A heartstopper if ever there was one, French starlet Elodie Bouchez acts out of her skin in Erick Zonca's The Dream Life of Angels -- but she nearly denied herself the chance. "When I got the first draft of the script, I didn't really like my character," she says. Since writer-director Zonca had written the film specifically for Bouchez and labored over it for two years, her response was particularly distressing. It took a huge leap of faith, in both Zonca and her own abilities, for Bouchez to commit to the project. She admits she was initially at a loss as to how to interpret the sparsely written role: "I didn't know what to do . . . but then on the first day of shooting, I discovered the character and fell in love with her."

By then, to Zonca's horror, she had hacked off her long black hair -- just before filming commenced, in fact. "Erick was like, 'Wow! What the fuck has she done?'" Bouchez recalls. "But it was too late."

Still, her instincts worked for her.
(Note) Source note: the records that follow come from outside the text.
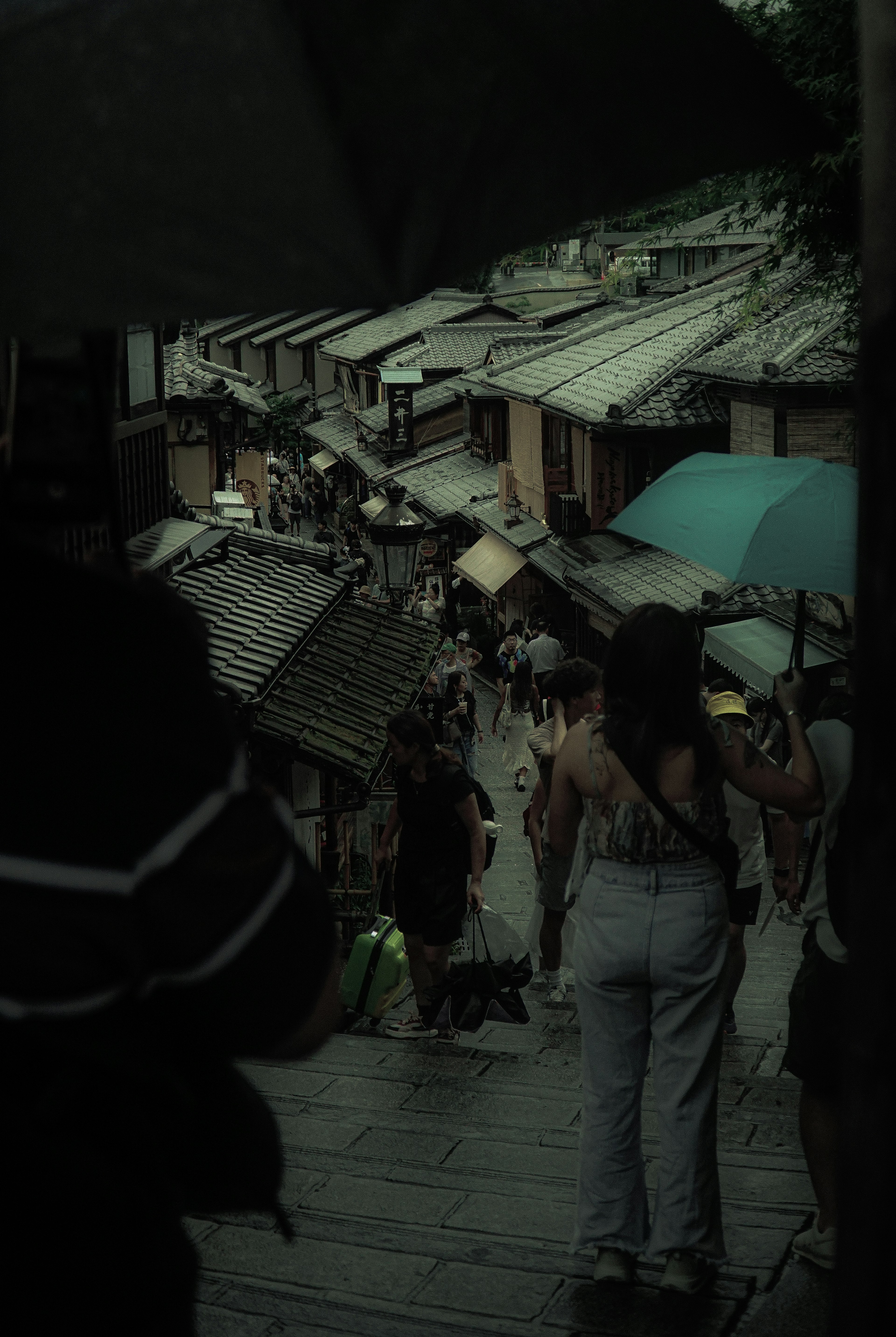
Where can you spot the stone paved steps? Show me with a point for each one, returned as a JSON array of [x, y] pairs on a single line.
[[443, 1183]]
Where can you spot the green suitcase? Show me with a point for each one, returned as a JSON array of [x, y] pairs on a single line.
[[376, 970]]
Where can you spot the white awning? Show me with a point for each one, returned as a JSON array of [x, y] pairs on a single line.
[[490, 565], [323, 460], [757, 649]]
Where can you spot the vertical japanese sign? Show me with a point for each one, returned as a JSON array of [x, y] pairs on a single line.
[[608, 485], [400, 418]]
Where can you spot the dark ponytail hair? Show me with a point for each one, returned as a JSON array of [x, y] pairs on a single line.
[[652, 690], [411, 728]]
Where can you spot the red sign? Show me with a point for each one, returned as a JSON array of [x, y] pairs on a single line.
[[608, 485]]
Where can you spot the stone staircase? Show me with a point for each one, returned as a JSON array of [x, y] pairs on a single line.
[[434, 1189]]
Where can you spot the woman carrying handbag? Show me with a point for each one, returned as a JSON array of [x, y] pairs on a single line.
[[652, 945]]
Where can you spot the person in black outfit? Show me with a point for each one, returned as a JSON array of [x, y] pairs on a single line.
[[461, 709], [124, 1014], [295, 511], [442, 835]]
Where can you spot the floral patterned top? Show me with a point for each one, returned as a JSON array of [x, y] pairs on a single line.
[[634, 832]]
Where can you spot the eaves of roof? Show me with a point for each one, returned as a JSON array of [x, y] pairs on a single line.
[[292, 327], [426, 400], [335, 431], [259, 327], [487, 515], [652, 575], [212, 329], [331, 327], [259, 604], [795, 348], [735, 264], [359, 668], [638, 370], [368, 343]]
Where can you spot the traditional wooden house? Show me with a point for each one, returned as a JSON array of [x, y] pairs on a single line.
[[788, 383]]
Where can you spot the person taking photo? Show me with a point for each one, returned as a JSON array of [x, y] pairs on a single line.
[[653, 941]]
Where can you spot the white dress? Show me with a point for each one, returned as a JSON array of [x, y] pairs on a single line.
[[517, 751]]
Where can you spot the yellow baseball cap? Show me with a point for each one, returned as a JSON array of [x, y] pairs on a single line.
[[728, 704]]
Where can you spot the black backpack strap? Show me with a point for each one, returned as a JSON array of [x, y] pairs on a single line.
[[811, 863], [667, 811]]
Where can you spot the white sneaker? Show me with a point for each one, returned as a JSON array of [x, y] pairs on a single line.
[[614, 1265], [687, 1273], [818, 1247], [411, 1029]]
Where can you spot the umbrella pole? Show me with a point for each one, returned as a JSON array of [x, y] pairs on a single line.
[[799, 632]]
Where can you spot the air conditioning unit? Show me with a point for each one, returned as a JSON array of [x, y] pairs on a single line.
[[567, 515]]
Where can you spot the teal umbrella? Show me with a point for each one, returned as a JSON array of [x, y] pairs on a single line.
[[759, 521]]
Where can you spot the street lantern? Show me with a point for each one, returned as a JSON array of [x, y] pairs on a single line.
[[395, 534]]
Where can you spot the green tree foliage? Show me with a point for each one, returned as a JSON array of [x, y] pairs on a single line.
[[284, 422], [818, 201]]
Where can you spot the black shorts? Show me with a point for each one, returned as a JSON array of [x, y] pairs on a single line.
[[744, 904], [431, 903], [816, 1005]]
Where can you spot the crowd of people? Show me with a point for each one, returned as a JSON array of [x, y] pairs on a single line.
[[656, 803]]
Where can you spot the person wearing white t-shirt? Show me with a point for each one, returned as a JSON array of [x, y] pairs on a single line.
[[545, 654], [816, 1003], [746, 830]]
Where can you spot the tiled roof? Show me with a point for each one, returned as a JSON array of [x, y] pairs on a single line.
[[796, 348], [360, 666], [711, 232], [487, 515], [374, 339], [428, 399], [264, 323], [331, 327], [681, 402], [598, 547], [505, 350], [292, 327], [442, 487], [453, 348], [652, 575], [213, 328], [333, 432], [565, 311], [708, 276], [606, 374], [190, 379], [259, 604], [371, 465], [311, 554]]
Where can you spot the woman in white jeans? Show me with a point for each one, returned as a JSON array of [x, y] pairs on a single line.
[[652, 945]]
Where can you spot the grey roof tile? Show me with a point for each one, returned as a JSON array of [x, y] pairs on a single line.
[[375, 339], [259, 604], [333, 326], [708, 276], [427, 399], [487, 517], [192, 379], [644, 577], [292, 327], [794, 348], [333, 432], [259, 327], [358, 669]]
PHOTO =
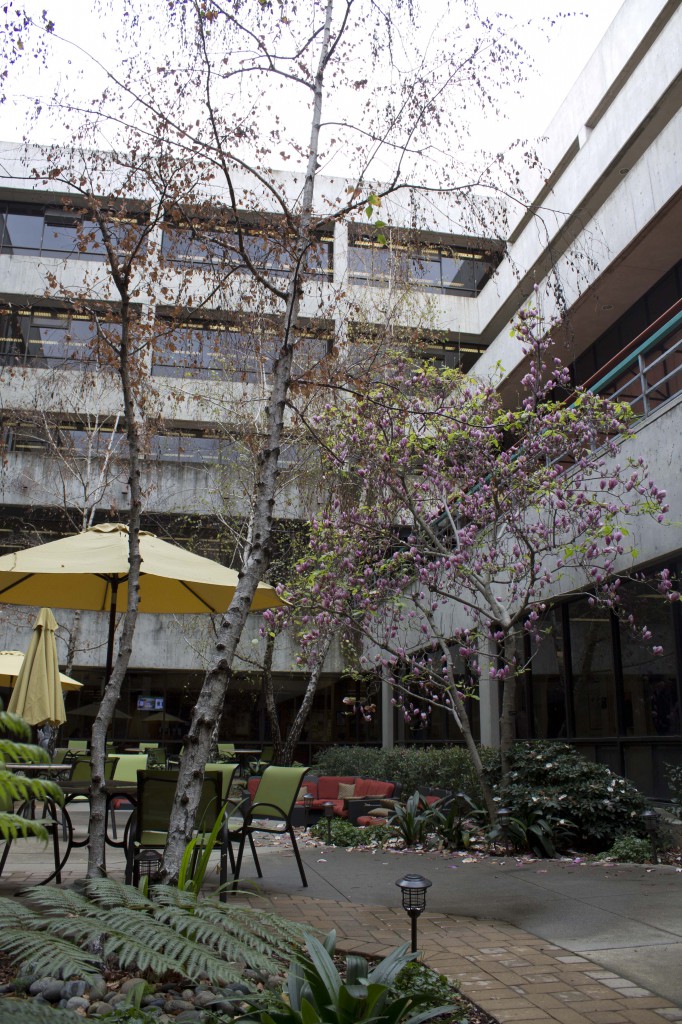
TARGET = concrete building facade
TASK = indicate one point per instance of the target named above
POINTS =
(603, 218)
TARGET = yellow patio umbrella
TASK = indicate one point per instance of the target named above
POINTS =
(10, 666)
(37, 696)
(89, 570)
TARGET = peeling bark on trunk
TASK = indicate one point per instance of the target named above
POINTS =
(97, 823)
(211, 698)
(294, 733)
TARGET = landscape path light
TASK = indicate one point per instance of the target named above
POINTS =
(413, 888)
(329, 814)
(504, 816)
(650, 819)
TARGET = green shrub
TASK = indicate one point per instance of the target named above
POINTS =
(555, 781)
(417, 979)
(415, 768)
(674, 776)
(344, 833)
(630, 849)
(316, 992)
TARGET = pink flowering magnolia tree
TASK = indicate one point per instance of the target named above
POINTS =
(456, 520)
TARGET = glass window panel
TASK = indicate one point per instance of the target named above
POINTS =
(320, 258)
(13, 332)
(593, 671)
(309, 352)
(459, 273)
(549, 682)
(650, 687)
(61, 235)
(24, 231)
(425, 270)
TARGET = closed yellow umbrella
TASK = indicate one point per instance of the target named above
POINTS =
(10, 666)
(37, 696)
(90, 570)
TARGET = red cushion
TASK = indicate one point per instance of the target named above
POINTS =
(328, 785)
(370, 819)
(373, 787)
(310, 787)
(339, 809)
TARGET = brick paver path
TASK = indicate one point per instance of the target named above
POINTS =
(510, 974)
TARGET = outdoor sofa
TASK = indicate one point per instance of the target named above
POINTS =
(350, 796)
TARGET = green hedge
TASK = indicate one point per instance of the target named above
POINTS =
(415, 768)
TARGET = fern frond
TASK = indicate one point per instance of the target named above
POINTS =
(14, 912)
(43, 955)
(15, 786)
(109, 893)
(15, 826)
(58, 902)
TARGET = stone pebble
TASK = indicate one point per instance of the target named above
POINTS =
(168, 1003)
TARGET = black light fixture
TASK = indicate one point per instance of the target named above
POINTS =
(504, 816)
(413, 888)
(650, 819)
(329, 814)
(148, 862)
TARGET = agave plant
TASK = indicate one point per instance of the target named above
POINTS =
(317, 994)
(414, 819)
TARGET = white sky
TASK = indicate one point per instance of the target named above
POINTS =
(560, 51)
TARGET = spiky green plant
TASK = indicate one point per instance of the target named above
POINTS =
(67, 933)
(317, 994)
(14, 750)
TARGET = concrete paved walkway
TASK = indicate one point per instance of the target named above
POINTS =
(563, 942)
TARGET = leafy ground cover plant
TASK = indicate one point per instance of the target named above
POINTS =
(674, 776)
(590, 802)
(316, 992)
(65, 933)
(630, 849)
(415, 768)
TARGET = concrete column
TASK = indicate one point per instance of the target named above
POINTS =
(488, 693)
(387, 715)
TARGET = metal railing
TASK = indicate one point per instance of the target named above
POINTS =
(650, 374)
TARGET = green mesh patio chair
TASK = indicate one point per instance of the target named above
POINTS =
(226, 772)
(147, 825)
(270, 812)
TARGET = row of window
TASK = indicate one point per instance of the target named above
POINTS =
(29, 229)
(51, 339)
(59, 233)
(431, 267)
(80, 440)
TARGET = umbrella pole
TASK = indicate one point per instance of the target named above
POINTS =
(112, 630)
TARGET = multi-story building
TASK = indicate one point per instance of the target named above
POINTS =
(598, 242)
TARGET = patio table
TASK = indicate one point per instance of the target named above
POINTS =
(51, 813)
The film is an emotionally powerful study of the deterioration of a friendship between two young women. Last May, it brought Best Actress awards at Cannes for both Bouchez and her screenmate, Natacha Régnier. While Régnier, as the turbulent Marie, is excellent, it is the natural, unaffected Bouchez who -- seemingly unaware of the camera -- dominates the picture as the magnetic gamine Isa. Cocooned in sweaters against the unforgiving Lille winter, her fingertips frayed-looking thanks to chipped nail polish, Isa is the kind of female drifter French cinema alone seems to understand. And Bouchez herself, who also stars in the Sundance entry Louise (Take 2), is the kind of actress who could inspire a new wave.